Actually, I think that is a good practice, to summarize a proof before a detailed proof is given so the reader can look out for what is suspected, and rather skip or jump past some details that are uninteresting. So the summary is the cut to pieces of the proof and the proof is a filling in of the summary.
Now there are a lot of proofs that cannot be summarized by a few paragraphs, such as Wiles's FLT or Appel & Haken's 4 Color Mapping or even Veblen or Jordan on the Jordan Curve Theorem, and the reason no summary is possible is because they are fake proofs. A fake proof cannot be summarized because the hole or gap of the proof is made apparent in a summary.
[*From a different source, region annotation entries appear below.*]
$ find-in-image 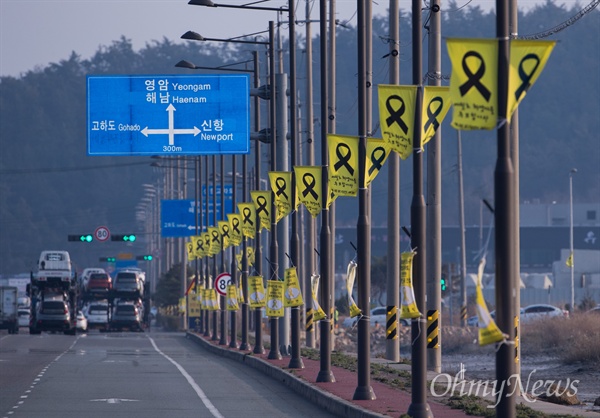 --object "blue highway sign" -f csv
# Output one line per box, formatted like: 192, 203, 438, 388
87, 74, 250, 156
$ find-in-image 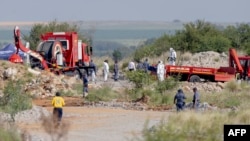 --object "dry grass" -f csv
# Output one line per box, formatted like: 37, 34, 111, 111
41, 115, 70, 141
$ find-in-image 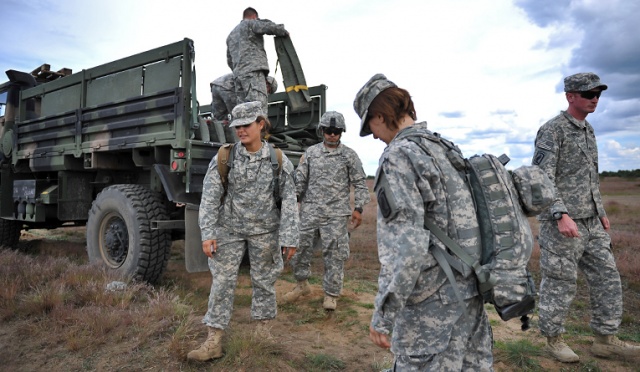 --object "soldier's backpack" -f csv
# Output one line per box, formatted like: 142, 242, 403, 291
218, 143, 282, 209
399, 131, 553, 330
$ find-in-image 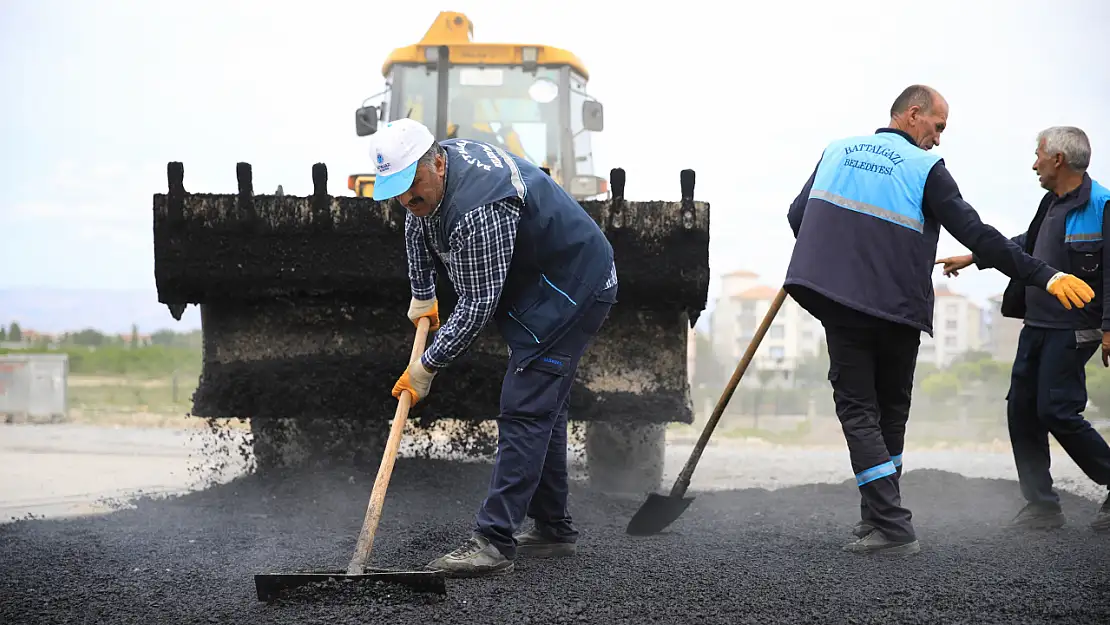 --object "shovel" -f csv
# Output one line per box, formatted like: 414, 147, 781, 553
625, 289, 786, 536
254, 317, 447, 602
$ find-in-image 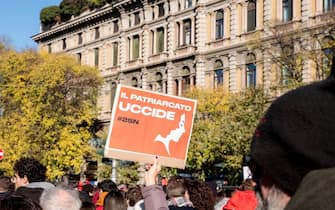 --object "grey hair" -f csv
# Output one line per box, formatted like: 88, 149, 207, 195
40, 186, 81, 210
257, 185, 288, 210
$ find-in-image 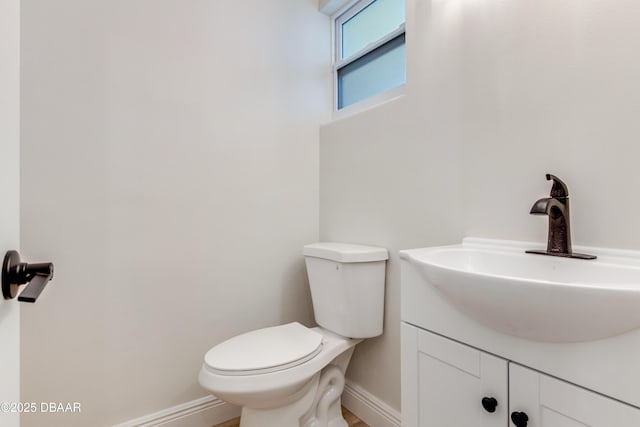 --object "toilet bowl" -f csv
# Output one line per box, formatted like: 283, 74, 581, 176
198, 322, 362, 427
198, 243, 388, 427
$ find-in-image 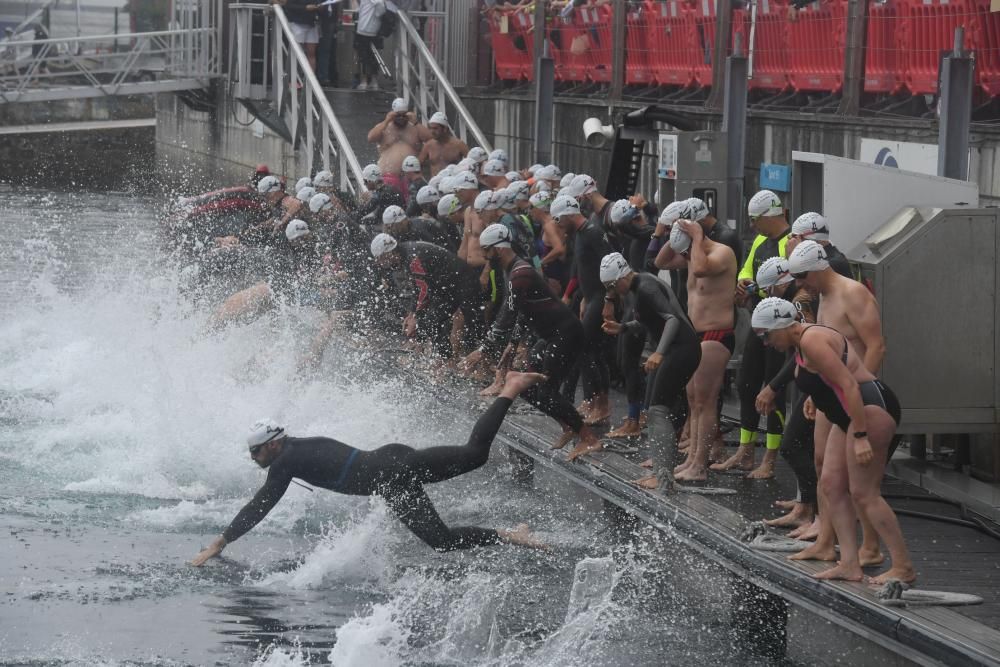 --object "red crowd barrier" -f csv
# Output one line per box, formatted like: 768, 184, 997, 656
625, 0, 656, 86
651, 0, 696, 87
489, 0, 1000, 97
786, 0, 847, 93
That a summary gets to the hole or gap of the proof, much quicker. And I have had experience with this quickness just a few days ago by the summary of the No Odd Perfect proof. My first summaries were having only one set of camps such as 15 is not perfect odd because of 1/3 camp with 2/3 camp needs a triangulation with another set of camps, the 1/15 camp with the 14/15 camp, so that the 5 and 10 in the first set and the 1 and 14 in the second set requires 15 to be divisible by 6 so that 1, 3, 5, 6 are the divisors that give those two sets of camps their total.
So, if a true proof of math is unable to make a quick summary, is because it is not a true proof.
The truth in science, no matter if math or physics, can be summarized, and if not able to made summary means the proof is fake. Somewhat like in literature, a story or fable has a theme that is summarized into a sentence. If it has no such sentence summary, means it is a incoherent gap ridden story.